Bogotá knickt vor Protesten ein
Kolumbiens Regierung gibt Streikenden in Buenaventura Zusage für einen Zehn-Jahresplan
»Bei uns gibt es kein sauberes Trinkwasser«, erklärte uns ein junger Protestierender hinter einer brennenden Barrikade mitten auf der einzigen Verbindungsstraße zwischen der Hafenstadt Buenaventura und dem Inland. »Deswegen blockieren wir und streiken, bis die Regierung wahrnimmt, dass es uns Schwarze in Kolumbien gibt!« 21 Tage lang legte ein ziviler Generalstreik die größte Hafenstadt am Pazifik lahm. Alle Geschäfte waren geschlossen, die Hauptstraßen blockiert, Schulunterricht fiel aus und vor allem: Der Exporthafen stand still.
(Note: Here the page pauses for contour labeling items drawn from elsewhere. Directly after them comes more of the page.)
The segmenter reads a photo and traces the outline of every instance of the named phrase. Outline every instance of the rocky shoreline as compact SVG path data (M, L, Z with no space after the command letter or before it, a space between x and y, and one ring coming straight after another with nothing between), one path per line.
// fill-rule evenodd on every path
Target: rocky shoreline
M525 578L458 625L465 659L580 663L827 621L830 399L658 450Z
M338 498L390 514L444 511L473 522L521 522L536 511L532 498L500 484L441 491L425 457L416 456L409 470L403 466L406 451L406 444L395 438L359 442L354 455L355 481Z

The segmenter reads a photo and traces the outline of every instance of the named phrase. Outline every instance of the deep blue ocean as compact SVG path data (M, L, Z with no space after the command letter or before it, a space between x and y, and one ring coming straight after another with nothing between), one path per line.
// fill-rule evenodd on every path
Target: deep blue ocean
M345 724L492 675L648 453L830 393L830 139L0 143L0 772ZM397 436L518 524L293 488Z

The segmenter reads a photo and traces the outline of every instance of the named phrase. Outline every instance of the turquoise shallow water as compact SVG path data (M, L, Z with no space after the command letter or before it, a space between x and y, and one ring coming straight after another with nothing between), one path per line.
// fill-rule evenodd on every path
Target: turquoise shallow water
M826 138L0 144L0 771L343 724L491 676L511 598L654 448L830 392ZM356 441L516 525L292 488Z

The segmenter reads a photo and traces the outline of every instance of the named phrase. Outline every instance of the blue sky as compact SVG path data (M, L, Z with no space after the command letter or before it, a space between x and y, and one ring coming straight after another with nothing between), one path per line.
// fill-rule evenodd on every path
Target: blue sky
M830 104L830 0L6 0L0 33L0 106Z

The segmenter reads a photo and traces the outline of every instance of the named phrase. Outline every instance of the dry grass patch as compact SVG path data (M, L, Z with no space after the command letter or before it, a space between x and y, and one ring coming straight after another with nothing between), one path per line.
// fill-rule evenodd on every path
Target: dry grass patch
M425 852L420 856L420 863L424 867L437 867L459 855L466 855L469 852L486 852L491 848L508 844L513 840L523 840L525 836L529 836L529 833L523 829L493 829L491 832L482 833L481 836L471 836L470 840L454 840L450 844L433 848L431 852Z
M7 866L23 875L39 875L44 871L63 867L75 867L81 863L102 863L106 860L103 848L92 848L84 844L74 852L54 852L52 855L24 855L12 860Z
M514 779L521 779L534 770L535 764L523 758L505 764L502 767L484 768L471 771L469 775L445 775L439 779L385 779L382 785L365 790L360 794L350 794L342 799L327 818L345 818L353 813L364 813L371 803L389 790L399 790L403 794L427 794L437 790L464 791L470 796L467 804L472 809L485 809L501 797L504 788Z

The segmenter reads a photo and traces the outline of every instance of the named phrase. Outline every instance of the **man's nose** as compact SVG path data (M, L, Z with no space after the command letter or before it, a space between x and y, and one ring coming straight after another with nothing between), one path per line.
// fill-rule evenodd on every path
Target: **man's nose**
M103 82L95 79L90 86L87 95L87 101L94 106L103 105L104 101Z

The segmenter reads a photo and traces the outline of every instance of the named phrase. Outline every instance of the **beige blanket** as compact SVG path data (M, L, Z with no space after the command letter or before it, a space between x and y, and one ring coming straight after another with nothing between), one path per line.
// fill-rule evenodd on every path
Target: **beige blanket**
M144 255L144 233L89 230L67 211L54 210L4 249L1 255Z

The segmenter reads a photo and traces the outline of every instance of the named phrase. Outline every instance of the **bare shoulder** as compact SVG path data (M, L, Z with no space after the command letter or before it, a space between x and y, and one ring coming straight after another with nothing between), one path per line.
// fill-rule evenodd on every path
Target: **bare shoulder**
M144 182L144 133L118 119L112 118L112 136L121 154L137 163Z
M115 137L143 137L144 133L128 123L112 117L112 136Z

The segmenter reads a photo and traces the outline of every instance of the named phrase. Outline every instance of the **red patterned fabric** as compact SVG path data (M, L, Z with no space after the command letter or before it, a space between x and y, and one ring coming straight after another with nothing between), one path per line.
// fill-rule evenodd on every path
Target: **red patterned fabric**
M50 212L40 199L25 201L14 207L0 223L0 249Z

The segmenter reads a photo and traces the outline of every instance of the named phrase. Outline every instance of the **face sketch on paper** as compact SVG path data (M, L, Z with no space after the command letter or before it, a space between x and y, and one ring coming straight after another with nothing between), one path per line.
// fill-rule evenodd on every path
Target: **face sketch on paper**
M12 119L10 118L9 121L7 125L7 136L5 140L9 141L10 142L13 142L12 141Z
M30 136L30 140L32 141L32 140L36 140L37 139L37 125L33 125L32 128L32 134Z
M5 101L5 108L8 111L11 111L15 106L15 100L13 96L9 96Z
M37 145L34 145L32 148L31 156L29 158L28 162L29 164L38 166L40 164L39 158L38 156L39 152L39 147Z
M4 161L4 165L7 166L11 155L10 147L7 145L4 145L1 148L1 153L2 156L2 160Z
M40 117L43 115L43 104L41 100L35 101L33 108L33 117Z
Als in den frühen Morgenstunden des 6. Juni die Einigung der Regierung und der Verhandlungsgruppe bekannt gegeben, und damit der Streik nach 21 Tagen offiziell als beendet erklärt wurde, reagierte der junge Mann zurückhaltend aber zuversichtlich. Er sei glücklich, es seien fortschrittliche Vereinbarungen erzielt worden. Jedoch zweifle er an der Aufrichtigkeit der Regierung: »Hoffentlich hintergehen sie uns nicht wieder. Sie verhandeln, unterschreiben, verpflichten sich, aber trotzdem ist bisher an der humanitären Lage nichts verbessert worden.«
Auch Víctor Vidal, ein Mitglied der fast ausschließlich mit AfrokolumbianerInnen besetzten Verhandlungsgruppe, glaubt, dass nun erst der schwerste Teil beginne: Die Umsetzung und Überwachung der Investitionen. »Wir haben wichtige Erfolge erzielt und vor allem innovative Maßnahmen verhandelt, diese umzusetzen«, sagte Vidal. Zu diesen gehört ein autonomes Vermögen, das 1,5 Billionen Pesos (460 Millionen Euro) umfasst und von der Region selbst verwaltet werden soll. »Damit wollen wir verhindern, dass die Gelder auf dem Weg nach Buenaventura verschwinden«, erklärt er. Korruption sei eins der Hauptprobleme Kolumbiens. Zudem soll damit der strukturellen Benachteiligung ein Riegel vorgeschoben werden. Aufgrund des staatlichen, institutionellen Rassismus in Kolumbien sind die von Schwarzen und Indigenen bewohnten Regionen die mit Abstand ärmsten.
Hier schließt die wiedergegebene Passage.